Five thousand stuffed grape leaves, 400 pounds of gyro and 1,000 pounds of barbecue lamb are some of the Greek specialties you’ll find at Assumption Greek Orthodox Church’s annual Greekfest, happening Saturday, Aug. 27, and Sunday, Aug. 28, in Manchester.
The festival, now in its 25th year, attracts about 8,000 people over the course of the weekend with its tried-and-true selection of authentic Greek dishes and pastries.
“We started in the beginning with a limited menu, and over the years we expanded it,” Costas Georgopoulos, festival chairman, said. “When we finally figured out the right menu with items that work well, we decided to stick with it and keep it the same.”

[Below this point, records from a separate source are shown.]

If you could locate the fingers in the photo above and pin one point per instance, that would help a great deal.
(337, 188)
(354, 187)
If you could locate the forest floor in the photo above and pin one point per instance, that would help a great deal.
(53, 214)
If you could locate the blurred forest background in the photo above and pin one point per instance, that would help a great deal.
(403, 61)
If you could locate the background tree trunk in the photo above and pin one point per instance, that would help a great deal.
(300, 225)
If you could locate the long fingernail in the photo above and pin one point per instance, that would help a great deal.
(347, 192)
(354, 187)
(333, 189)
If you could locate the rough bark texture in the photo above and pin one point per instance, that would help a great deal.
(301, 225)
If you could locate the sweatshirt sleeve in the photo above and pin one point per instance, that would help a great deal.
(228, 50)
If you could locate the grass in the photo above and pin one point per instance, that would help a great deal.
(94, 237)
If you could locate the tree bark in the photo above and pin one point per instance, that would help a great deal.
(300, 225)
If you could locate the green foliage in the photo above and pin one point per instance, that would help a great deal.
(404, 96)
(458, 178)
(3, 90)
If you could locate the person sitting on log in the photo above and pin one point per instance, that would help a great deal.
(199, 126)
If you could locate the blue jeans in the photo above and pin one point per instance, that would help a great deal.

The menu includes Greek spiced chicken, rotisserie-cooked gyros spiced to order, homemade Greek meatballs, a spinach dish called spanakopita, traditional Greek rice, stuffed grape leaves and more.
If you’re new to Greek cuisine, Georgopoulos recommends the popular barbecue lamb or pastitsio.
“Pastitsio definitely is one of the most popular items,” he said. “It’s Greek lasagna, but there’s no red sauce to it. It’s ground beef and Greek noodles layered with a white cream sauce called bechamel.”
Greekfest also features classic Greek pastries, including baklava, a phyllo dough and custard pastry called galaktoboureko and fried dough, made from homemade batter and fried on the spot, then served with a honey syrup, cinnamon and powdered sugar.
While many food festivals of this size have cooks preparing and freezing meals weeks or even months in advance, cooking operations for Greekfest don’t begin until the Sunday before the festival. Georgopoulos said the fresh, never-frozen food is, to many people, one of the most appealing aspects of Greekfest, along with the authentic selections that aren’t typically available in the area.
“Some of the unique items, you can’t get very often except at Greek festivals,” he said. “There are some Greek restaurants around here that serve the traditional Greek lamb and baklava and gyros, but other than that, it’s really hard to find this kind of food.”
All festival activity is held outdoors under one large tent to create a festive and communal atmosphere. People can eat on site at the designated dining area, or they can take their food to go. However, most people stay to enjoy the other festival features such as live Greek music, a market with fine jewelry and other Greek items for sale and a kids’ corner with ice cream, popcorn and fun activities.
“I think people enjoy the overall culture,“ Georgopoulos said. “We’re showcasing our traditional foods and pastries so we can show people a little bit of Greek tradition and culture and have them experience it during the couple days of the festival.”